В кладовой в глубине коттеджа стоит большой стеклянный шкаф, где хранятся мои последние разработки для «Вороны и кроны» – ипсвичской аптеки, совладелицей которой я являюсь. Осенние ароматические саше, пахнущие корицей и кленовым бурбоном, несколько новых мазей и тридцать бутылочек линиментных масел, которые особенно полезны для успокоения паучьих укусов, дезинфекции ран и облегчения мышечной боли. На каждом товаре красуются ценник и наша фирменная наклейка.
Складываю все припасы в корзину, быстро переодеваюсь в рабочую одежду и кормлю нетерпеливо приплясывающего Мерлина. Но при виде метлы на кухонном столе и готовой фигурки призрака на подоконнике замираю как вкопанная.
Так все это случилось взаправду? Но тогда в какой момент я ушла спать и мне привиделась Маргарет? Терзаясь сомнениями, выхожу из коттеджа.
Воздух нынче свежий, но не морозный. Однако я все равно накидываю капюшон оливкового дождевика, чтобы не застудить уши, и качу на велосипеде в город.
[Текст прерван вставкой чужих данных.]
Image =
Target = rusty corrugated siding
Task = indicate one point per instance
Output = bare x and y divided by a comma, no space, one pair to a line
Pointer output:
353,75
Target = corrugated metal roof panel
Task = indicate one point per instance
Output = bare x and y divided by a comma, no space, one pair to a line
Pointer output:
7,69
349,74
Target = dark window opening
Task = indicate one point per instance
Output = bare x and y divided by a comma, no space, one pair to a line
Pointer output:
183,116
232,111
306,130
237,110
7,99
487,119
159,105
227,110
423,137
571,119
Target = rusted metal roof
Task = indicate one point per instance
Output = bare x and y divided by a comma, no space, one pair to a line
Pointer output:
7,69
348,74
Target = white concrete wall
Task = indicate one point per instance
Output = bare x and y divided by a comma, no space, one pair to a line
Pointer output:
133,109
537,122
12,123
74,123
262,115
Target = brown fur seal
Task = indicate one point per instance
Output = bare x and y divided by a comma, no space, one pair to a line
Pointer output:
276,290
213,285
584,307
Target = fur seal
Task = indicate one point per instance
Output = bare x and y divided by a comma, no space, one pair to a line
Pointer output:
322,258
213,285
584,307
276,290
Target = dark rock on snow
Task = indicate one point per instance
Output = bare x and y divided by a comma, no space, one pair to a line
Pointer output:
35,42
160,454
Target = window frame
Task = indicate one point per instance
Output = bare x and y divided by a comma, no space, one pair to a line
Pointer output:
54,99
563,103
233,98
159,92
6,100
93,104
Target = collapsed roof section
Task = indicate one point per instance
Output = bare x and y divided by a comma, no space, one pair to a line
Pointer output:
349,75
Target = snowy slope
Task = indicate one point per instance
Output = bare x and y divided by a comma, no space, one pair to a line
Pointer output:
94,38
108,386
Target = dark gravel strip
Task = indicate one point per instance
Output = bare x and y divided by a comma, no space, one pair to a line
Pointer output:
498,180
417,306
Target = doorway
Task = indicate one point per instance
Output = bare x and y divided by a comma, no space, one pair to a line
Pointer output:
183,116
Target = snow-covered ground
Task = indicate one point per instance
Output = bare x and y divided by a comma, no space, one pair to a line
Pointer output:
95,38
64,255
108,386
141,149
Этим дремотным утром машин нет, дорога в моем полном распоряжении. Деревья над головой шелестят пламенеющей осенней шевелюрой. Низко стелющийся туман укрывает верхушки, затушевывая разноцветную листву. Мой велосипед мчится по асфальту, полы дождевика развеваются и хлопают на ветру. Мне почти удается представить, что я на метле и лечу высоко в воздухе сквозь густые, залитые лунным светом облака. Собственная фантазия вызывает у меня смех.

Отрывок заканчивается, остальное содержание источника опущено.